HUKUM SHALAT DENGAN PAKAIAN BERCORAK ATAU BERGAMBAR
Tidak ada yang mengatakan bahwa shalat orang yang memakai pakaian
bergambar atau bercorak itu batal. Ini berarti, sah hukumnya shalat
menghadap memandang gambar atau sesuatu yang bercorak atau bertulisan,
baik gambar di pakaian itu gambar makhluk bernyawa atau gambar lainnya.
HUKUM MEMAKAI PAKAIAN BERGAMBAR DALAM SHALAT
Pada asalnya, hukum memakai pakaian adalah mubah, terserah pada setiap
orang mau memakai pakaian berwarna ataupun corak apa saja. Namun, ada
beberapa kondisi tertentu atau jenis gambar yang menjadikannya haram
dipakai.
Gambar
di pakaian dapat dibagi menjadi dua macam, yaitu ada gambar makhluk
hidup seperti manusia dan hewan, dan ada pula gambar lainnya, seperti
pohon, pemandangan, ukiran, kendaraan dan lain-lain.
Untuk
jenis gambar pertama, yaitu bergambar makhluk hidup, pakaian seperti
ini dilarang memakainya, baik dalam shalat ataupun di luar shalat.

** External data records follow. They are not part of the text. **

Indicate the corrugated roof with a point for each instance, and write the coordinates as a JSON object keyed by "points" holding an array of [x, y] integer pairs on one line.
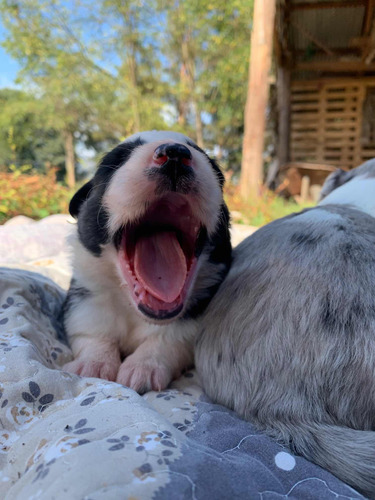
{"points": [[333, 27]]}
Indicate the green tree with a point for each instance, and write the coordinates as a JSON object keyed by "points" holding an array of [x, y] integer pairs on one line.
{"points": [[45, 37], [24, 138]]}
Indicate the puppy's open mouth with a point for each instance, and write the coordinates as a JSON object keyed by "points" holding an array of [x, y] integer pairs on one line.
{"points": [[158, 256]]}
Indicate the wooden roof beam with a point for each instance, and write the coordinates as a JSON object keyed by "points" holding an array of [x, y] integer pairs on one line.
{"points": [[367, 20], [335, 66], [328, 5], [312, 38]]}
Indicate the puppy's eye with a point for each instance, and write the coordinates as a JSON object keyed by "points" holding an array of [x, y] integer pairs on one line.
{"points": [[160, 158]]}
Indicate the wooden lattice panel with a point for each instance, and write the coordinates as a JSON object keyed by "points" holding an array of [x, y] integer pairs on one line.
{"points": [[326, 122]]}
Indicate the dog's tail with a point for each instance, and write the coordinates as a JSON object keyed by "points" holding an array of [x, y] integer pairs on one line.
{"points": [[347, 453]]}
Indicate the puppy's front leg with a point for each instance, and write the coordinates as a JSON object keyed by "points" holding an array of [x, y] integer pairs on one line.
{"points": [[94, 357], [160, 358]]}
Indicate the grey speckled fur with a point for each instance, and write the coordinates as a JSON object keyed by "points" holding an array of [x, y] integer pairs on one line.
{"points": [[289, 340]]}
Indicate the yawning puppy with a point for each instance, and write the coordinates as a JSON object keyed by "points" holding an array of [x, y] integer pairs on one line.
{"points": [[151, 249], [289, 339]]}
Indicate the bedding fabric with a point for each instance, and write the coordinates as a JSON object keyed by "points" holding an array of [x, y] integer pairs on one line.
{"points": [[67, 437]]}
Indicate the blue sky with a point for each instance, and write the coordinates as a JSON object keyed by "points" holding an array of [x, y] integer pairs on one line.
{"points": [[8, 66]]}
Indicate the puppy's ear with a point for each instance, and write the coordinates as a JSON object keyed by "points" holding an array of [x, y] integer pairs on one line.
{"points": [[81, 195], [333, 181]]}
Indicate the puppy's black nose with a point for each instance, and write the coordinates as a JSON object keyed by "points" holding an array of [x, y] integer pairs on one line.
{"points": [[172, 151]]}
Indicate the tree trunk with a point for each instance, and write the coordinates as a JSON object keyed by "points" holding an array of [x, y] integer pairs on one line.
{"points": [[189, 74], [257, 95], [198, 124], [133, 73], [69, 158], [283, 106]]}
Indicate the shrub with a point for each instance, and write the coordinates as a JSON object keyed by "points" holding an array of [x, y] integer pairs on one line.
{"points": [[259, 211], [33, 195]]}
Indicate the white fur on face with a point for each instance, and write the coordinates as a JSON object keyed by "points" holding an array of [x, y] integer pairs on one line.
{"points": [[130, 191], [358, 192]]}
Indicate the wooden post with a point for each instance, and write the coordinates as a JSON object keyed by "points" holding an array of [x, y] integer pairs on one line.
{"points": [[283, 107], [257, 95]]}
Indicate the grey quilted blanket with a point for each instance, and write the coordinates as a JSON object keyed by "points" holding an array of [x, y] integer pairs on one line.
{"points": [[67, 437]]}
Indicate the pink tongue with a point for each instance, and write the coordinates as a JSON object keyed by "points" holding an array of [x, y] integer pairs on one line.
{"points": [[160, 265]]}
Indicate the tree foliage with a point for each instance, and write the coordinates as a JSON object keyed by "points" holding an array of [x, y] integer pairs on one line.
{"points": [[96, 72]]}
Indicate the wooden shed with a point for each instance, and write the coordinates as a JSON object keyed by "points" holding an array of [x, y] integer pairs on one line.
{"points": [[325, 57]]}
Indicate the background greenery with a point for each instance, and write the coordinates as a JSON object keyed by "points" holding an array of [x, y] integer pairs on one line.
{"points": [[94, 72]]}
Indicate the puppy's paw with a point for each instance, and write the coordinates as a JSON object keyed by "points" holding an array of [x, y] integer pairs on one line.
{"points": [[144, 375], [106, 369]]}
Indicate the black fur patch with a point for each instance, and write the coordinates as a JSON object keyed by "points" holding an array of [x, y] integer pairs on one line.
{"points": [[172, 176], [220, 253], [305, 239], [87, 202], [214, 165]]}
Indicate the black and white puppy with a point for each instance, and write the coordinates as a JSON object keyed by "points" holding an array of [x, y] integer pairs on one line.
{"points": [[289, 339], [151, 249]]}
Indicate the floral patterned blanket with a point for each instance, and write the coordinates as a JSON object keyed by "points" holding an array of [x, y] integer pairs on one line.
{"points": [[67, 437]]}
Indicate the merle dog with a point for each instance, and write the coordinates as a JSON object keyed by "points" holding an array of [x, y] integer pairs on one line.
{"points": [[289, 339]]}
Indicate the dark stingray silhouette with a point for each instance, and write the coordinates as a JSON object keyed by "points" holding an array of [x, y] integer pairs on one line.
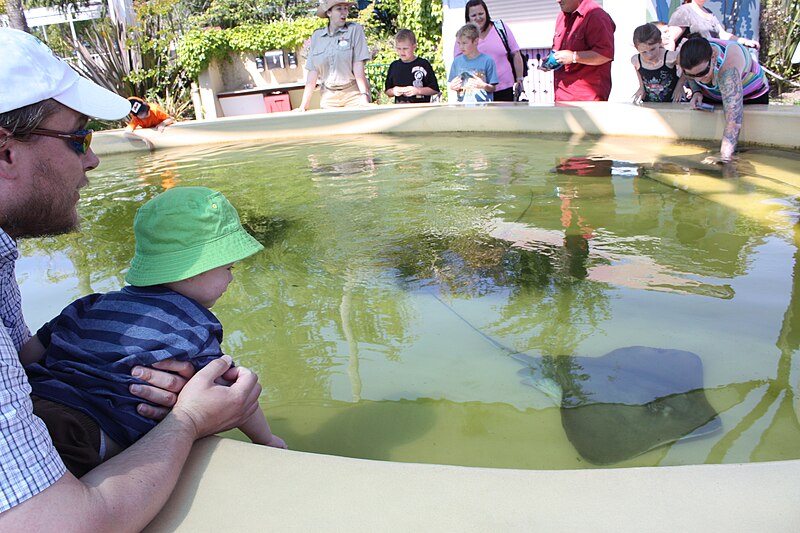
{"points": [[624, 403]]}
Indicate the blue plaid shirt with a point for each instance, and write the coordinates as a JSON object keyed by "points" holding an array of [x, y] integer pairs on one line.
{"points": [[28, 461]]}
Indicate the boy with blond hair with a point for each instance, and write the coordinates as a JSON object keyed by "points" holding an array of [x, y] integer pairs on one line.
{"points": [[473, 75], [410, 79]]}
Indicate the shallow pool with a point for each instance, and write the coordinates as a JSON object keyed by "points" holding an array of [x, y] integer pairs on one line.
{"points": [[402, 272]]}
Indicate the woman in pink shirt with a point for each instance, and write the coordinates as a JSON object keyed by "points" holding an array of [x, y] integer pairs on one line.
{"points": [[491, 44]]}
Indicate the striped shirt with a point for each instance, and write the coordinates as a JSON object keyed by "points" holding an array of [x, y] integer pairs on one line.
{"points": [[754, 79], [94, 343], [29, 462]]}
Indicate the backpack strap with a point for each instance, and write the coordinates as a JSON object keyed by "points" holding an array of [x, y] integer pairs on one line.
{"points": [[501, 31]]}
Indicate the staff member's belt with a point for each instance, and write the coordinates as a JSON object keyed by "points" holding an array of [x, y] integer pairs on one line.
{"points": [[338, 87]]}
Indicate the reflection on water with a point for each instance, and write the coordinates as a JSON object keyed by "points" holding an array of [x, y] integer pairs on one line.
{"points": [[554, 248]]}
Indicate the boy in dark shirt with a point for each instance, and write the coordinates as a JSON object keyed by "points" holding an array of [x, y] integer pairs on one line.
{"points": [[410, 79]]}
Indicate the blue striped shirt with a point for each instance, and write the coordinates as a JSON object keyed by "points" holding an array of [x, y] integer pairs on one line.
{"points": [[96, 340], [28, 461]]}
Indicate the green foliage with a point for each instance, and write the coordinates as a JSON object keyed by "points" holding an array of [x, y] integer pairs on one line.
{"points": [[231, 13], [780, 37], [198, 47]]}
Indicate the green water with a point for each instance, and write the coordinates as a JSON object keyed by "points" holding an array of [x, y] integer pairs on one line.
{"points": [[391, 259]]}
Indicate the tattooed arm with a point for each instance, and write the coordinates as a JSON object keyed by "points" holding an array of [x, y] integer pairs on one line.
{"points": [[730, 84]]}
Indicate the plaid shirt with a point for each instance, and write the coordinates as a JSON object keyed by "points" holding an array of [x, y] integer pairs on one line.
{"points": [[28, 461]]}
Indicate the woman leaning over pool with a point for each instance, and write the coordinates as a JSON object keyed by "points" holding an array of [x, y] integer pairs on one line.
{"points": [[723, 71], [336, 57]]}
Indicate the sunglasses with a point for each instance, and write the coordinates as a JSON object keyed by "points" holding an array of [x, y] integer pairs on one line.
{"points": [[80, 140], [701, 73]]}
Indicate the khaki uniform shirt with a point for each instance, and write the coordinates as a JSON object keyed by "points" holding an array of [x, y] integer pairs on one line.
{"points": [[332, 56]]}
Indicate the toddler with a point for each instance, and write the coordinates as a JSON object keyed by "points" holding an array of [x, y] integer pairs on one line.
{"points": [[78, 364]]}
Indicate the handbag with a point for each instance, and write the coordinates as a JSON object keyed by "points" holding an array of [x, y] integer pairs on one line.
{"points": [[501, 31]]}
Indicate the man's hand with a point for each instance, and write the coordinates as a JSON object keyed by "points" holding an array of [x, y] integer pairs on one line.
{"points": [[166, 378], [211, 408]]}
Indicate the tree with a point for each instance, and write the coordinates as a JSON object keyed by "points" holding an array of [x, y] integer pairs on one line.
{"points": [[16, 15]]}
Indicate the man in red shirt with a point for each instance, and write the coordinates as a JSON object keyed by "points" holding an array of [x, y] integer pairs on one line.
{"points": [[584, 45]]}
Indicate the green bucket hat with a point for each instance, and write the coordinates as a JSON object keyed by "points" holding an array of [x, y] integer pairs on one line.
{"points": [[184, 232]]}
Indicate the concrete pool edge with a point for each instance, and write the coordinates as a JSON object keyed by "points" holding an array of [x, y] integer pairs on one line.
{"points": [[230, 485], [774, 126], [235, 486]]}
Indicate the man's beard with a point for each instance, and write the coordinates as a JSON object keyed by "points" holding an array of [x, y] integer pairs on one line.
{"points": [[47, 212]]}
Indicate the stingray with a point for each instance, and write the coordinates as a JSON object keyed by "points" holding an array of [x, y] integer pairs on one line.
{"points": [[624, 403]]}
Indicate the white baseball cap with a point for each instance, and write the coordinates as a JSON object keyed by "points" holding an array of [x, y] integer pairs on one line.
{"points": [[31, 73]]}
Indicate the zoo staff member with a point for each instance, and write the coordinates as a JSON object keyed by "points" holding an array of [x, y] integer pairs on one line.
{"points": [[584, 45], [336, 57], [44, 156]]}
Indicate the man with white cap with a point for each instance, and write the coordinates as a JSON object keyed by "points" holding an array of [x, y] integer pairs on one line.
{"points": [[44, 156]]}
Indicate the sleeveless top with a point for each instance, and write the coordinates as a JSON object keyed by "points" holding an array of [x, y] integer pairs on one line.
{"points": [[659, 83], [754, 80]]}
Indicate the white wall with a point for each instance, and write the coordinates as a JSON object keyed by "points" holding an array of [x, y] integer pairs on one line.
{"points": [[533, 23]]}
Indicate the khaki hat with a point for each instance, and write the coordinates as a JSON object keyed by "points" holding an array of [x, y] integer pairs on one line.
{"points": [[326, 5]]}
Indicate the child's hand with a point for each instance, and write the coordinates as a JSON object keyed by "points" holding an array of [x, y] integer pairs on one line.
{"points": [[476, 83]]}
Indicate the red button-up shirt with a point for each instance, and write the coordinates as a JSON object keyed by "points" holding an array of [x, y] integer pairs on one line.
{"points": [[586, 28]]}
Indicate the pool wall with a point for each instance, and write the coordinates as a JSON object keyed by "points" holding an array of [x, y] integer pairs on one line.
{"points": [[764, 125], [233, 486]]}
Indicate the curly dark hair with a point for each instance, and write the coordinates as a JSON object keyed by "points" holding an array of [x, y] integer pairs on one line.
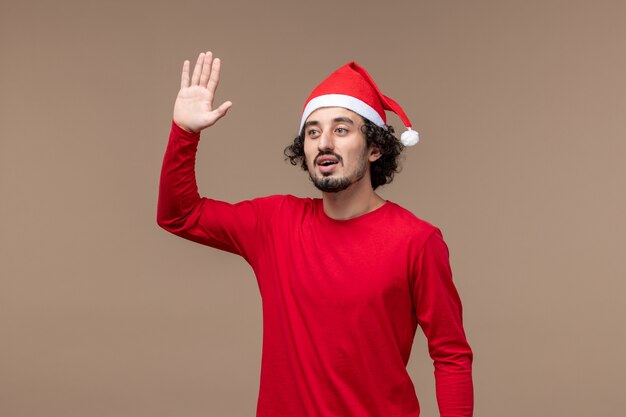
{"points": [[382, 170]]}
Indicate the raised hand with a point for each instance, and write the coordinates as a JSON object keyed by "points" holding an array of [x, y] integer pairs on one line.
{"points": [[193, 110]]}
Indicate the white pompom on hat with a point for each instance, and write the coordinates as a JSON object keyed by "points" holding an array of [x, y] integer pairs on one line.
{"points": [[351, 87]]}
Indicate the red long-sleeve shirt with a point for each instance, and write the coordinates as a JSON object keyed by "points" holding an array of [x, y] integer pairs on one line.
{"points": [[342, 299]]}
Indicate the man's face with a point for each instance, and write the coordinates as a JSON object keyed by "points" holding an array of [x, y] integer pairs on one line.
{"points": [[335, 149]]}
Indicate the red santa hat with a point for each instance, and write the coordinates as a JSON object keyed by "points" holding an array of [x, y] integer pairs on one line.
{"points": [[351, 87]]}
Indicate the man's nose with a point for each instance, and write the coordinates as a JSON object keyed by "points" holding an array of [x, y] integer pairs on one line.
{"points": [[326, 142]]}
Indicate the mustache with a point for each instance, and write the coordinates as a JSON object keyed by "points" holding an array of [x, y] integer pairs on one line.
{"points": [[324, 153]]}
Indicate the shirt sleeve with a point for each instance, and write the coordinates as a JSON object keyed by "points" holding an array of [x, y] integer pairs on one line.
{"points": [[181, 210], [439, 313]]}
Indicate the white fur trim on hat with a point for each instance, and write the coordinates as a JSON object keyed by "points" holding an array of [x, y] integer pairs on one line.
{"points": [[341, 100]]}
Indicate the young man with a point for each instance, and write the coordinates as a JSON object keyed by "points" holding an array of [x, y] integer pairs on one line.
{"points": [[346, 279]]}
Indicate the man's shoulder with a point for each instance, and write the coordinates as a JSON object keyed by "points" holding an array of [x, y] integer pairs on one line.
{"points": [[410, 220], [282, 202]]}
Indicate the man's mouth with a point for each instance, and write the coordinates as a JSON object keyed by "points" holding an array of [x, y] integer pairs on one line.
{"points": [[327, 160]]}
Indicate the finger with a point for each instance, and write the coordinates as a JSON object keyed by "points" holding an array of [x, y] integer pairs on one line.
{"points": [[223, 108], [215, 75], [206, 69], [195, 77], [184, 78]]}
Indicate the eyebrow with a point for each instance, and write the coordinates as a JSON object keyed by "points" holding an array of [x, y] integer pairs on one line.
{"points": [[335, 120]]}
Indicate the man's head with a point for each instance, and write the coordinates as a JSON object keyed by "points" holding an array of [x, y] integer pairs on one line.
{"points": [[346, 113], [338, 147]]}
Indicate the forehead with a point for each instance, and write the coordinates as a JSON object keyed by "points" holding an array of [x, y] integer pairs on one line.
{"points": [[326, 115]]}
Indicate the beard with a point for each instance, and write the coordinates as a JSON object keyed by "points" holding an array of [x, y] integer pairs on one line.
{"points": [[328, 184]]}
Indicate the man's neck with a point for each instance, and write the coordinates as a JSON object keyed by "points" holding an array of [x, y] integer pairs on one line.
{"points": [[356, 200]]}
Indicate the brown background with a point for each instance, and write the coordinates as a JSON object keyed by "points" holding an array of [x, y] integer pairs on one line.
{"points": [[520, 106]]}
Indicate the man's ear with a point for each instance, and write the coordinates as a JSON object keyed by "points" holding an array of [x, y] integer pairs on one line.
{"points": [[375, 153]]}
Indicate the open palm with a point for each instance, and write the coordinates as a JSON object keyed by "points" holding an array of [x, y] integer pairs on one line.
{"points": [[193, 110]]}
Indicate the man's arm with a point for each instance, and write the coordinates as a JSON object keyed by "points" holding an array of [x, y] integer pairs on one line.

Karena, makhluk hidup dilarang untuk digambar atau dilukis. Hal
tersebut telah diancam oleh Rasûlullâh Shallallahu
‘alaihi wa sallam dalam haditsnya :
إِنَّ أَصْحَابَ هَذِهِ الصُّوَرِ يَوْمَ الْقِيَامَةِ يُعَذَّبُونَ فَيُقَالُ لَهُمْ أَحْيُوا مَا خَلَقْتُمْ
Sungguh
orang yang melukis gambar ini akan diazab pada hari kiamat kelak.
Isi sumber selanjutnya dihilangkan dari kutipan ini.